Might I also point out the unstated assumptions in your question and in the fine answers thus far by Bill Thurston and Sergei Ivanov?
The unstated assumption is that
we are speaking about opaque objects casting opaque shadows,
and that all of the information content we obtain is merely in the outer boundary / envelope of the shadow, whether we are talking about a line segment in $\mathbb{R}$ projected by an object in $\mathbb{R}^2$, a 2-dimensional shadow in $\mathbb{R}^2$ cast by an object in $\mathbb{R}^3$, or by a 3-d shadow cast onto $\mathbb{R}^3$ by an object in $\mathbb{R}^4$, etc.
If we start talking about allowing for transparent and translucent objects which pass (or scatter) graded amounts of light based on their local density distribution, we can allow for non-constant shadows. These non-constant shadow projections can allow the observor to use many different algorithms to infer the interior distribution density function of the shadow-casting object.
This type of shadow analysis is used in Computerized Axial Tomography, also known as CAT scanning or CT scanning. Multiple 2-d images are acquired as an x-ray receiver (CCD) is rotated around the object to be probed while an x-ray source is also rotated around the object synchronously at a position on the opposite side of the object. The multiple acquired 2-d shadows of X-rays passing through the body can be used to reconstruct a fairly accurate rendition of the density distribution of the body using a Radon transform.
Prior to the axial rotation type of scanning, a linear type of scanning was used in a technique called Tomography. The subject is placed at the origin in 3-space, a single piece of x-ray film is placed at position ($-x$, $+y$, 0) at time $t_0$ in the $xz$ plane and translated to position ($+x$, $+y$, 0) at time $t_1$. The x-ray source is placed at position ($+x$, $-y$, 0) at time $t_0$ and is translated to position ($-x$,$-y$,0) at time $t_1$. This is akin to taking a photograph with a long exposure time, keeping it pointed at one point in space as the camera moves along a path in space.
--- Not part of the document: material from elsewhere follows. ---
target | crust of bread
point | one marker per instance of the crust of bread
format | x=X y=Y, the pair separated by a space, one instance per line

The resulting photographic image will have the sharpest focus at the "focal plane" $y=0$, while the objects at further distances along the $y$-axis from the $x$-axis will be progressively blurred.
There is a lot of very interesting mathematics involved in the signal acquisition and signal analysis of Axial Tomography and in the image reconstruction algorithms, as well as in MRI (magnetic resonance imaging).
Also, as an aside, no one has specified whether the "light sources" casting the shadows are point sources in the near-field at a particular distance $d$ within a few orders of magnitude of the size of the objects, or whether we are assuming that the light source is effectively a point source at infinity casting isometric projections. Also, the specific region receiving the shadow was not clearly defined. I only mention this because of the recent questions on Mathoverflow concerning the importance of rigour in mathematics, and because I do indeed believe in the importance of rigour in the formulation of the questions and, thus, in defining the restricted domains in which the succeeding mathematical calculations can be applied.
Allowing for non-opaque shadows makes it much more difficult to find another object in $\mathbb{R}^3$ whose projected shadow would match the intensity distribution of the projected shadow of a translucent sphere.